La France s’apprête à distribuer à chaque foyer un livret de survie détaillant les gestes essentiels en cas de crise majeure. Une initiative inédite, annoncée au moment même où le chef d’état-major des armées alerte sur l’aggravation des menaces, et alors que le président Macron doit bientôt s’exprimer sur la situation stratégique du pays. Pour beaucoup, ce faisceau de messages pose une question simple : que cherche à dire l’État ?
Dans le fond, il ne s’agit pas d’annoncer un danger imminent, mais de préparer la population à un environnement moins stable. Chocs climatiques, risques industriels, tensions géopolitiques, cyberattaques : les autorités estiment que la résilience civile doit désormais compléter la défense militaire. Le livret – parfois présenté comme un “kit de survie” – vise à donner aux citoyens les bases pour tenir 48 à 72 heures en cas de rupture d’eau, d’électricité, de réseau ou de transport.

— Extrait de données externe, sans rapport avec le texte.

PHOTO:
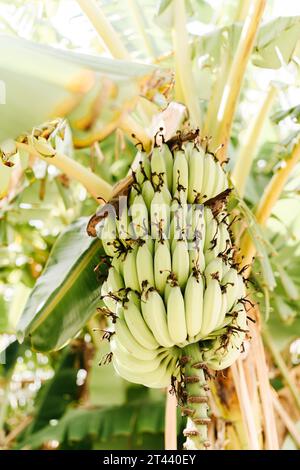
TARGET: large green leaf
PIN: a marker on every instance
(46, 74)
(66, 294)
(277, 36)
(59, 392)
(102, 424)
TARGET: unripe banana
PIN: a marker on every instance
(139, 216)
(211, 229)
(181, 262)
(165, 371)
(176, 287)
(107, 232)
(134, 191)
(155, 378)
(138, 327)
(169, 161)
(209, 177)
(221, 183)
(160, 217)
(226, 350)
(144, 267)
(114, 280)
(133, 363)
(43, 147)
(196, 172)
(223, 238)
(178, 228)
(230, 283)
(162, 264)
(123, 222)
(130, 271)
(214, 270)
(142, 168)
(176, 316)
(128, 342)
(109, 302)
(180, 176)
(117, 263)
(197, 259)
(197, 230)
(154, 313)
(223, 311)
(212, 303)
(193, 300)
(158, 167)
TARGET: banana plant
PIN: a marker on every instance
(156, 121)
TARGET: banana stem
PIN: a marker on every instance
(183, 64)
(95, 185)
(247, 151)
(109, 36)
(141, 24)
(195, 399)
(131, 127)
(282, 367)
(233, 84)
(171, 421)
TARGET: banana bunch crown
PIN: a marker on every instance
(172, 280)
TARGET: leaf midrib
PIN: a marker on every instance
(50, 306)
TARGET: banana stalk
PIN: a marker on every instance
(195, 405)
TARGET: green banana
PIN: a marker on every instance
(212, 303)
(181, 262)
(196, 174)
(144, 267)
(162, 264)
(155, 315)
(137, 326)
(130, 272)
(193, 301)
(176, 316)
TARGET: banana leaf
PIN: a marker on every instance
(40, 80)
(66, 294)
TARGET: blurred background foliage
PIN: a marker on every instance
(54, 65)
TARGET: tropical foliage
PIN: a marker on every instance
(82, 83)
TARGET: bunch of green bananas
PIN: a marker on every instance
(172, 280)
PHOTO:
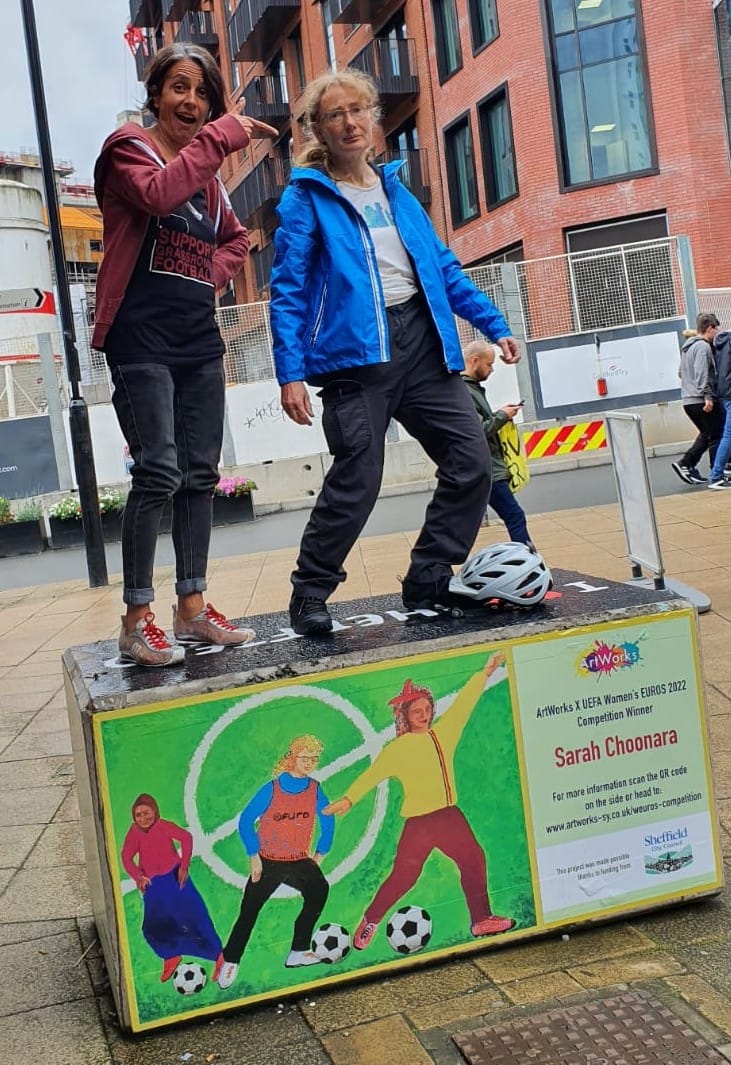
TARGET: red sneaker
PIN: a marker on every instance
(168, 967)
(364, 933)
(491, 924)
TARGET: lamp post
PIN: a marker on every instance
(78, 411)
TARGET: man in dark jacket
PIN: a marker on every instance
(698, 391)
(723, 356)
(478, 364)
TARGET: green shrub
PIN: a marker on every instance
(67, 509)
(29, 511)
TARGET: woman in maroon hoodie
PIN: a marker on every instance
(171, 241)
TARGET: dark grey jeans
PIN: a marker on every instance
(435, 408)
(173, 422)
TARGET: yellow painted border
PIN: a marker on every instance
(471, 947)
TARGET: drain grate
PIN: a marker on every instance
(630, 1029)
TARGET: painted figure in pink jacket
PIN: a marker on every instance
(157, 855)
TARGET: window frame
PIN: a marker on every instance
(437, 23)
(556, 114)
(461, 120)
(476, 49)
(500, 92)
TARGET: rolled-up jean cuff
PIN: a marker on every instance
(191, 586)
(137, 596)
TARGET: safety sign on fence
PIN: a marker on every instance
(565, 440)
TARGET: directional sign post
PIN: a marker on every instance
(78, 411)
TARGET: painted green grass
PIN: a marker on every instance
(152, 753)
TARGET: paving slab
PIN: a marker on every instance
(29, 805)
(66, 1034)
(386, 1041)
(36, 896)
(266, 1036)
(45, 972)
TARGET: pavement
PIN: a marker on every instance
(54, 1003)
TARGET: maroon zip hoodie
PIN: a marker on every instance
(132, 184)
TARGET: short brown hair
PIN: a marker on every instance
(704, 322)
(171, 54)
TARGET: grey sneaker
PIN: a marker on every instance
(147, 644)
(209, 626)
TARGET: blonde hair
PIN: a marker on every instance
(315, 153)
(301, 744)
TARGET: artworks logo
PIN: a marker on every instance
(607, 658)
(660, 859)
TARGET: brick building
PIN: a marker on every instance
(529, 129)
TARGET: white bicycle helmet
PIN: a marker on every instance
(512, 572)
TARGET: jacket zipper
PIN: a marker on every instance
(319, 318)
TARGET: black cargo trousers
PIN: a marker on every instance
(435, 408)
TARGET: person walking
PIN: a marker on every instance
(171, 241)
(478, 365)
(719, 477)
(697, 390)
(362, 297)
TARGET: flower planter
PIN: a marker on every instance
(66, 533)
(111, 526)
(231, 509)
(21, 538)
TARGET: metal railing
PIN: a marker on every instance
(197, 28)
(265, 98)
(255, 26)
(392, 64)
(144, 12)
(561, 296)
(415, 173)
(354, 12)
(255, 198)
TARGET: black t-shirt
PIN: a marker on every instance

Pour l’Hexagone, le message est important. Pour les Outre-mer, il est crucial. Mayotte, La Réunion, la Nouvelle-Calédonie, la Guyane ou encore les Antilles ont déjà vécu ce que signifie une rupture prolongée de services essentiels. À Mayotte, les cyclones Chido et Dikiledi, la crise permanente de l’eau ou les coupures généralisées ont montré à quel point l’île reste vulnérable. Un livret de préparation n’est pas un gadget : c’est un outil vital dans un territoire où un tiers de la population peut se retrouver sans eau potable et où les infrastructures sont fragiles.

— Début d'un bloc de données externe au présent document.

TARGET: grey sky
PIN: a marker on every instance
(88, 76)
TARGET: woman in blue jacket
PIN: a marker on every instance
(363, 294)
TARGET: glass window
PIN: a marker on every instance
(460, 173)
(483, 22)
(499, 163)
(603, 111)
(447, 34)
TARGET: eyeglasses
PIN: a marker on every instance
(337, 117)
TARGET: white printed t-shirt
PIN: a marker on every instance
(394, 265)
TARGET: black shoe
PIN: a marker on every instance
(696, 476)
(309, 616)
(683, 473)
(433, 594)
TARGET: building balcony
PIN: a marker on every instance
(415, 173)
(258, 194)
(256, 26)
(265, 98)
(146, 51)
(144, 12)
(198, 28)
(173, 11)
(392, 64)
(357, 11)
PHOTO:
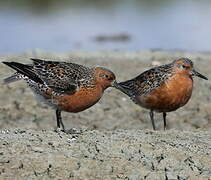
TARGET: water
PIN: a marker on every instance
(104, 25)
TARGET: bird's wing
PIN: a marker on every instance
(59, 76)
(146, 81)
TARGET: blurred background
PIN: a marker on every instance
(90, 25)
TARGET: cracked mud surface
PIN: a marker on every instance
(115, 143)
(120, 154)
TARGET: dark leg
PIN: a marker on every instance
(59, 119)
(164, 120)
(152, 119)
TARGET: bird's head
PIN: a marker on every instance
(185, 66)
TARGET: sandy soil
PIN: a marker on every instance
(127, 150)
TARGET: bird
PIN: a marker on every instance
(64, 86)
(162, 88)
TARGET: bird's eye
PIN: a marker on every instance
(182, 66)
(104, 76)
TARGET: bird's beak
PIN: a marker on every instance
(115, 84)
(195, 73)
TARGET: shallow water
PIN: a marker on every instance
(104, 25)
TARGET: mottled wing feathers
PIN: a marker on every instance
(61, 77)
(146, 81)
(26, 70)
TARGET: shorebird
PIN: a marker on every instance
(163, 88)
(64, 86)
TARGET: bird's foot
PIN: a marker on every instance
(74, 131)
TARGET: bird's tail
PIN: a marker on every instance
(22, 69)
(13, 78)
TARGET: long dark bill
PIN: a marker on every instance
(195, 73)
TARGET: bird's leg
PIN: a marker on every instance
(164, 120)
(152, 119)
(59, 119)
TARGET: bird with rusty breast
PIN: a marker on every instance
(163, 88)
(64, 86)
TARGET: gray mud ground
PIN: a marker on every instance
(116, 142)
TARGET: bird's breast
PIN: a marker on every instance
(80, 100)
(171, 95)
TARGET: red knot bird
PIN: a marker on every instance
(64, 86)
(163, 88)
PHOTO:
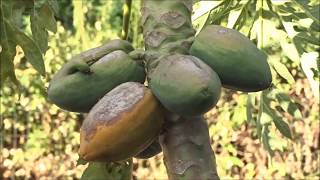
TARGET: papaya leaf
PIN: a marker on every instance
(6, 64)
(249, 109)
(282, 126)
(39, 33)
(81, 161)
(283, 71)
(102, 170)
(305, 37)
(288, 105)
(305, 8)
(31, 50)
(259, 126)
(54, 6)
(47, 19)
(266, 139)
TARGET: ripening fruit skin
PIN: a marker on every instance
(152, 150)
(185, 85)
(122, 124)
(238, 62)
(82, 81)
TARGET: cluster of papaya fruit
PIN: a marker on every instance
(124, 116)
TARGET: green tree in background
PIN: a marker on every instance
(40, 140)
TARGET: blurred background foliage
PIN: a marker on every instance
(270, 134)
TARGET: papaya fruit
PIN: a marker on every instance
(184, 84)
(83, 80)
(152, 150)
(123, 123)
(238, 62)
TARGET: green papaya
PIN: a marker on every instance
(121, 124)
(184, 84)
(87, 77)
(152, 150)
(238, 62)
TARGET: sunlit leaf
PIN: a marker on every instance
(305, 8)
(282, 126)
(265, 140)
(54, 6)
(271, 114)
(288, 105)
(39, 33)
(81, 161)
(283, 71)
(31, 50)
(310, 66)
(46, 18)
(249, 109)
(305, 37)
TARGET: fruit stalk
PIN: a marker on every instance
(187, 151)
(167, 29)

L’envoi national de ce document marque aussi un changement de doctrine. Jusqu’ici, la sécurité civile reposait principalement sur l’État, les collectivités et les secours. Désormais, chaque famille doit être capable de gérer le tout premier niveau d’urgence. Une vision déjà pratiquée en Finlande ou en Israël, mais nouvelle en France.
L’enjeu pour les Outre-mer est double : mieux informer les populations et pousser l’État à renforcer réellement les infrastructures locales. Car si la pédagogie est indispensable, elle ne remplace ni les réseaux d’eau fonctionnels, ni des centrales électriques fiables, ni une présence renforcée des services publics.
En filigrane, c’est un message de lucidité : le monde devient plus instable, et la France assume de le dire. Mais dans les territoires ultramarins, exposés aux crises plus tôt et plus violemment qu’ailleurs, ce geste doit être suivi d’investissements massifs. À Mayotte notamment, préparer les habitants est nécessaire ; sécuriser durablement l’île reste indispensable.